When a doctor has to make these decisions, they normally have had a long-term doctor-patient relationship with the person requesting help. The doctor would be able to tell if a person should be contemplating suicide. Through this relationship the physician would be able to come to the conclusion that the suicide were either rational or irrational (Clay 3).

However, there are doctors, and people alike, who do not believe in rational suicide at all. Some would say that there is no such thing due to the “fact” that suicide is an irrational alternative no matter what the circumstances. These are the people who believe it is morally right to stick a person on life-support until a cure, or help, can be found. At the same time, the life support would cost the family and government vast amounts of money, even if it means that the person is brain dead, immobile, or unresponsive (Encarta 97).

So what some people are saying is that it is all right to let a person suffer and slowly die. When it would be easy just to help a person out with their choice to die. A person should be given the right to choose a quick, painless death over a slow, agonizing one. If an animal was seriously injured or ill, and there were no ways to help the animal immediately, the animal would be put down, no questions asked. Put when a perfectly logical and mentally capable human being asks for physician assisted suicide, he is either turned down or has to fight for it (Wekesser 24-30).

To understand the difficulty one must go through, here is a list of Assisted Suicide Laws State by State published by Associated Press.

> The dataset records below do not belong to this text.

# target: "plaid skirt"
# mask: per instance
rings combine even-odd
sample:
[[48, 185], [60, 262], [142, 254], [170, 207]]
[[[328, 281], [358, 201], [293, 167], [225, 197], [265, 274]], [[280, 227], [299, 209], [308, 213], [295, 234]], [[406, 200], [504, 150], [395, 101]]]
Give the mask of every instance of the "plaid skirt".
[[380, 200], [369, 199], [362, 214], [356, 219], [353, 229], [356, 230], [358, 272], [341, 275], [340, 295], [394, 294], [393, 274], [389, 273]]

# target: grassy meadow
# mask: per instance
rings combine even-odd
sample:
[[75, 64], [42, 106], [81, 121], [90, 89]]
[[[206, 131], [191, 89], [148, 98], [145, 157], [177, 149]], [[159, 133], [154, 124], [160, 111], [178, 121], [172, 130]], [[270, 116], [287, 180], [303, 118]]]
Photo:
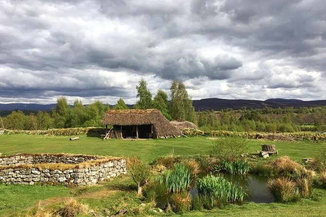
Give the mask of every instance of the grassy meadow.
[[[210, 153], [212, 140], [205, 137], [168, 139], [109, 140], [98, 137], [79, 136], [80, 140], [70, 141], [69, 136], [45, 136], [24, 134], [0, 135], [0, 152], [2, 155], [18, 153], [66, 153], [113, 156], [134, 156], [150, 163], [156, 158], [166, 155], [203, 155]], [[250, 152], [261, 149], [261, 145], [275, 144], [279, 155], [288, 155], [299, 162], [303, 158], [313, 158], [326, 148], [325, 143], [275, 142], [252, 140]], [[272, 158], [276, 158], [272, 156]], [[39, 202], [56, 206], [72, 197], [88, 204], [90, 209], [104, 215], [103, 210], [118, 209], [117, 204], [131, 209], [143, 203], [135, 196], [136, 186], [129, 175], [103, 182], [94, 186], [68, 188], [61, 186], [33, 186], [0, 184], [0, 217], [16, 217], [34, 208]], [[313, 199], [304, 199], [297, 203], [230, 205], [222, 209], [192, 211], [184, 216], [324, 216], [326, 213], [326, 190], [316, 189]], [[122, 208], [122, 207], [121, 207]], [[132, 212], [128, 213], [132, 215]], [[153, 215], [178, 216], [155, 214]], [[89, 214], [79, 217], [92, 216]]]

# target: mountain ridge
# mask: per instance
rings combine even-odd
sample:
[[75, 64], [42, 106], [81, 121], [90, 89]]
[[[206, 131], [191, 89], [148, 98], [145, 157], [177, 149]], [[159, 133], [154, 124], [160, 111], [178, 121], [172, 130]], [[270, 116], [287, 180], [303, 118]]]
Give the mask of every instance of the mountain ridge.
[[[326, 100], [303, 101], [295, 99], [275, 98], [265, 101], [247, 99], [227, 99], [218, 98], [209, 98], [192, 100], [195, 110], [215, 110], [232, 108], [237, 110], [243, 107], [247, 108], [263, 108], [265, 107], [272, 108], [278, 107], [315, 107], [326, 106]], [[31, 111], [49, 111], [56, 104], [38, 104], [27, 103], [0, 104], [0, 111], [14, 110], [28, 110]], [[130, 105], [132, 106], [132, 105]], [[110, 107], [112, 106], [110, 105]]]

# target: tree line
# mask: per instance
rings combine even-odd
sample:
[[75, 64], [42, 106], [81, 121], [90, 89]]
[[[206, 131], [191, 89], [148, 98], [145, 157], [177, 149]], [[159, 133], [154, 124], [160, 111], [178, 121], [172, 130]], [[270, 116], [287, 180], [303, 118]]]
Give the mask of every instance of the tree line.
[[72, 107], [65, 97], [60, 97], [57, 99], [57, 106], [51, 112], [38, 111], [36, 114], [25, 115], [21, 111], [13, 111], [6, 116], [0, 116], [0, 128], [37, 130], [100, 127], [105, 111], [110, 109], [157, 108], [169, 120], [182, 119], [196, 123], [192, 102], [182, 82], [176, 80], [172, 82], [170, 101], [168, 94], [162, 90], [158, 90], [153, 98], [144, 79], [139, 80], [136, 89], [138, 100], [133, 108], [128, 108], [122, 98], [112, 108], [99, 100], [85, 107], [80, 100], [76, 100]]
[[326, 131], [326, 107], [285, 108], [197, 112], [198, 126], [205, 130], [293, 132]]

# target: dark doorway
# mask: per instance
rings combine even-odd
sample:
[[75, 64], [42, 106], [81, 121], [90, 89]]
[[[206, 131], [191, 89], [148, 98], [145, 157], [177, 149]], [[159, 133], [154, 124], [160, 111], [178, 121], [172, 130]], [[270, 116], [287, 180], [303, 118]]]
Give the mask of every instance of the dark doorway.
[[132, 125], [122, 126], [122, 136], [124, 138], [136, 138], [138, 135], [139, 139], [152, 138], [152, 125]]

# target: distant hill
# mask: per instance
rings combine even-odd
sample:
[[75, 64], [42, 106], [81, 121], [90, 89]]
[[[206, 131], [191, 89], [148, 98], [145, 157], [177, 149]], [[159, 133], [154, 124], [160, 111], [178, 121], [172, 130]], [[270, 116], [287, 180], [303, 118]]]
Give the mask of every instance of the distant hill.
[[[217, 98], [193, 100], [195, 109], [198, 110], [221, 110], [226, 108], [239, 109], [243, 107], [247, 108], [262, 108], [265, 107], [272, 108], [278, 107], [315, 107], [326, 106], [326, 100], [305, 101], [298, 99], [268, 99], [265, 101], [246, 99], [225, 99]], [[41, 105], [35, 104], [13, 103], [0, 104], [0, 111], [13, 110], [49, 111], [57, 104]], [[131, 107], [133, 105], [128, 105]], [[110, 107], [113, 106], [110, 105]]]
[[237, 110], [241, 108], [263, 108], [265, 107], [272, 108], [278, 107], [315, 107], [326, 106], [326, 100], [305, 101], [298, 99], [268, 99], [265, 101], [245, 99], [225, 99], [212, 98], [193, 100], [196, 110], [221, 110], [232, 108]]

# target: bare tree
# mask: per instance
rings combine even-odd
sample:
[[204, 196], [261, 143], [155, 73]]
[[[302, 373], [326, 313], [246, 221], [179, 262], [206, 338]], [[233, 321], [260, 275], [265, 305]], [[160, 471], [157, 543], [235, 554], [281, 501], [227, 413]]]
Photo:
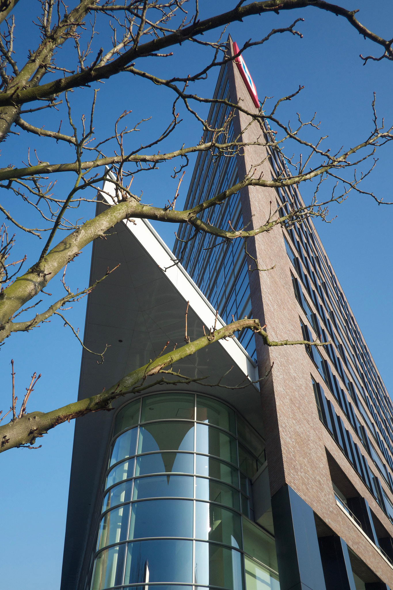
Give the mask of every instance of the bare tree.
[[[14, 129], [16, 127], [18, 134], [28, 133], [47, 138], [48, 142], [52, 142], [54, 148], [59, 142], [71, 146], [75, 157], [72, 161], [54, 164], [40, 160], [36, 150], [33, 156], [31, 150], [27, 154], [27, 162], [21, 160], [24, 167], [15, 168], [10, 164], [0, 169], [0, 188], [12, 194], [15, 198], [21, 199], [24, 206], [27, 208], [27, 215], [18, 217], [0, 202], [0, 211], [4, 218], [0, 245], [0, 281], [2, 284], [0, 292], [0, 342], [14, 332], [31, 330], [54, 315], [60, 316], [79, 337], [77, 331], [61, 312], [67, 304], [77, 301], [87, 295], [105, 277], [81, 291], [74, 293], [65, 283], [67, 265], [92, 241], [105, 237], [108, 230], [117, 223], [131, 218], [187, 224], [194, 228], [196, 234], [204, 232], [225, 241], [243, 240], [246, 253], [253, 261], [255, 270], [265, 270], [247, 250], [246, 240], [269, 232], [277, 226], [300, 224], [308, 218], [318, 217], [326, 220], [330, 204], [342, 202], [351, 191], [364, 194], [359, 183], [373, 169], [376, 151], [393, 139], [393, 127], [385, 128], [383, 121], [381, 124], [378, 123], [375, 98], [372, 104], [371, 132], [358, 145], [350, 148], [343, 146], [338, 152], [333, 153], [329, 147], [325, 147], [326, 137], [321, 137], [315, 143], [310, 141], [308, 130], [319, 129], [315, 119], [304, 122], [298, 115], [293, 126], [283, 123], [279, 117], [282, 104], [297, 96], [302, 90], [300, 87], [271, 105], [265, 98], [259, 108], [253, 111], [245, 108], [242, 101], [231, 103], [226, 99], [205, 97], [190, 92], [191, 84], [205, 79], [213, 68], [237, 59], [247, 48], [262, 45], [276, 35], [302, 36], [296, 27], [300, 26], [299, 23], [303, 19], [297, 18], [289, 25], [272, 30], [262, 39], [247, 42], [237, 54], [233, 54], [224, 38], [226, 25], [256, 15], [259, 15], [262, 23], [263, 15], [272, 11], [279, 13], [314, 6], [336, 14], [345, 18], [365, 38], [381, 47], [383, 53], [380, 57], [361, 55], [364, 63], [369, 60], [393, 60], [393, 40], [384, 40], [366, 28], [356, 19], [357, 11], [348, 11], [319, 0], [269, 0], [246, 5], [243, 5], [244, 1], [240, 1], [235, 2], [233, 9], [226, 13], [200, 20], [198, 0], [130, 0], [128, 4], [125, 2], [120, 4], [117, 4], [115, 0], [82, 0], [74, 2], [75, 5], [70, 10], [60, 0], [39, 0], [37, 19], [32, 26], [38, 27], [41, 41], [36, 49], [30, 51], [25, 63], [18, 63], [15, 58], [18, 23], [12, 14], [16, 4], [17, 0], [0, 2], [0, 23], [2, 23], [0, 35], [0, 139], [5, 141], [9, 134], [15, 133]], [[216, 29], [219, 30], [219, 33], [216, 41], [206, 40], [203, 36]], [[96, 35], [98, 32], [102, 34], [100, 39], [105, 40], [103, 44], [105, 47], [96, 50]], [[166, 78], [158, 77], [143, 68], [143, 58], [154, 57], [165, 61], [172, 54], [171, 48], [181, 45], [185, 42], [203, 45], [211, 52], [209, 63], [197, 72], [183, 77], [179, 76]], [[68, 52], [57, 53], [63, 45], [68, 48]], [[140, 64], [141, 68], [137, 67], [137, 64]], [[74, 69], [71, 70], [72, 67]], [[106, 137], [101, 136], [94, 121], [98, 90], [97, 83], [108, 79], [110, 81], [107, 83], [111, 83], [111, 78], [114, 77], [115, 79], [115, 76], [121, 73], [130, 74], [131, 84], [134, 77], [138, 77], [155, 87], [167, 89], [173, 94], [171, 113], [167, 124], [163, 124], [154, 139], [142, 142], [137, 148], [135, 148], [133, 138], [137, 132], [143, 129], [142, 126], [146, 120], [128, 129], [124, 126], [131, 112], [125, 111], [113, 122], [113, 134]], [[60, 77], [54, 79], [56, 75]], [[45, 77], [50, 81], [46, 82]], [[88, 88], [92, 85], [94, 87], [91, 90], [90, 114], [87, 117], [83, 115], [80, 122], [77, 122], [73, 115], [74, 96], [72, 93], [80, 93], [82, 91], [81, 88]], [[29, 103], [34, 104], [26, 105]], [[217, 127], [209, 124], [199, 110], [201, 105], [214, 103], [223, 104], [228, 112], [223, 124]], [[202, 139], [199, 143], [188, 145], [185, 142], [180, 149], [165, 152], [168, 138], [180, 124], [180, 108], [200, 125]], [[57, 131], [34, 124], [34, 117], [43, 109], [58, 110], [60, 120]], [[68, 120], [71, 130], [68, 134], [62, 130], [62, 117]], [[245, 123], [240, 132], [234, 133], [232, 123], [236, 117], [241, 118]], [[252, 125], [259, 126], [260, 135], [256, 140], [250, 142], [245, 138]], [[285, 155], [283, 149], [286, 142], [295, 142], [300, 147], [304, 155], [300, 156], [299, 161], [295, 162], [296, 159]], [[208, 152], [214, 158], [235, 158], [251, 145], [264, 148], [266, 158], [269, 154], [276, 152], [286, 162], [275, 178], [264, 178], [260, 172], [263, 163], [255, 162], [255, 166], [236, 184], [227, 186], [220, 194], [212, 195], [209, 200], [184, 211], [176, 209], [183, 176], [173, 200], [161, 208], [144, 204], [141, 195], [134, 194], [131, 190], [136, 175], [150, 173], [158, 165], [167, 164], [171, 173], [173, 170], [172, 178], [176, 178], [184, 173], [190, 154]], [[33, 158], [35, 161], [32, 162]], [[369, 159], [371, 164], [368, 169], [360, 175], [356, 174], [356, 166]], [[174, 168], [172, 169], [174, 162]], [[113, 176], [108, 175], [108, 168]], [[64, 191], [65, 197], [60, 198], [54, 191], [54, 184], [55, 182], [61, 182], [64, 189], [69, 179], [69, 175], [64, 174], [65, 172], [73, 173], [75, 179], [72, 185]], [[275, 205], [265, 222], [258, 227], [254, 227], [250, 220], [243, 228], [236, 229], [230, 226], [227, 230], [214, 227], [202, 218], [204, 211], [223, 203], [245, 186], [286, 189], [290, 186], [299, 187], [313, 178], [318, 179], [318, 184], [310, 202], [300, 206], [293, 201], [281, 202], [277, 206]], [[102, 199], [101, 185], [104, 181], [114, 185], [115, 196], [110, 201], [111, 206], [95, 217], [87, 221], [78, 219], [78, 208], [82, 203], [91, 203], [93, 206], [97, 199]], [[331, 194], [325, 199], [319, 200], [319, 187], [325, 181], [332, 183]], [[391, 204], [382, 201], [373, 193], [365, 194], [378, 204]], [[286, 205], [286, 208], [283, 205]], [[39, 216], [43, 227], [26, 225], [24, 219], [29, 218], [29, 208], [31, 208], [32, 217]], [[9, 226], [15, 227], [16, 237], [9, 237]], [[65, 232], [65, 237], [56, 242], [61, 232]], [[22, 233], [31, 240], [44, 239], [45, 242], [38, 259], [28, 261], [30, 266], [27, 270], [23, 268], [27, 261], [26, 257], [18, 260], [9, 258], [15, 240]], [[39, 309], [42, 310], [34, 317], [24, 320], [19, 318], [28, 310], [41, 306], [41, 300], [28, 304], [41, 293], [45, 293], [44, 290], [49, 282], [62, 270], [62, 282], [65, 291], [64, 296], [49, 306], [42, 309], [41, 306]], [[21, 320], [16, 320], [17, 317]], [[153, 384], [190, 382], [192, 380], [186, 375], [180, 375], [171, 368], [173, 363], [221, 338], [233, 337], [237, 331], [251, 329], [263, 338], [266, 345], [270, 346], [295, 344], [321, 346], [325, 343], [272, 342], [265, 328], [261, 326], [257, 319], [235, 321], [234, 319], [232, 324], [223, 328], [216, 330], [215, 327], [212, 327], [209, 334], [194, 342], [186, 340], [185, 346], [177, 350], [165, 354], [164, 346], [156, 359], [127, 375], [107, 391], [45, 414], [37, 412], [29, 414], [26, 412], [27, 400], [38, 378], [34, 376], [27, 388], [28, 395], [25, 397], [18, 413], [13, 389], [10, 408], [12, 418], [8, 424], [0, 427], [0, 452], [23, 445], [31, 447], [37, 437], [42, 437], [57, 424], [90, 412], [110, 409], [111, 401], [120, 395], [140, 392], [151, 386], [150, 382], [149, 384], [145, 382], [147, 376], [163, 373]], [[102, 359], [104, 353], [98, 354]], [[169, 381], [170, 378], [171, 380]]]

-Currently, 35 states have status explicitly criminalizing assisted suicide.
-Nine states criminalize assisted suicide through common law: Alabama, Idaho, Maryland, Massachusetts, Michigan, Nevada, South Carolina, Vermont, West Virginia
-Three states have abolished the common law of crimes and do not have statutes criminalizing assisted suicide: North Carolina, Utah, Wyoming
-In Ohio, that state’s Supreme Court ruled in October 1996 that suicide is not a crime.
-In Virginia, there is no real clear case law on assisted suicide, nor is there a statue criminalizing the act, although there is a statue which imposes civil sanctions on persons assisting in a suicide.
-Only Oregon permits physician assisted suicide.

Assisted suicide is a very touchy subject. Many people believe it is wrong for various reasons, religion, family beliefs, and personal beliefs. But, just because people think it is a bad thing does not mean that it should be banned from everybody. Suicide is a very personal thing and the choice should be something that is not influenced by the law, the state, or the courts. People should not be made to fight for the right to end their prolonged agonizing suffering with a quick, painless, and merciful death, especially when death is a certainty in the long run.


“Assisted Suicide Laws State by State.” Associated Press. 1998.

Clay, Rebecca A. Is Assisted Suicide Ever a Rational Choice? 1997.

Lu, Cathy. “The Debate over Physician Assisted Suicide.” Human Rights. Volume 24. 1997.

McCuen, Gary E. Doctor Assisted Suicide and the Euthanasia Movement. Wisconsin: Gary E. McCuen Publications Inc, 1994.

“Suicide.” Encarta 97. 1993-1997. CD-ROM. Microsoft Encarta 97 Encyclopedia. 1997.

Wekesser, Carol. Euthanasia: Opposing Viewpoints. San Diego: Greenhaven Press, Inc, 1995.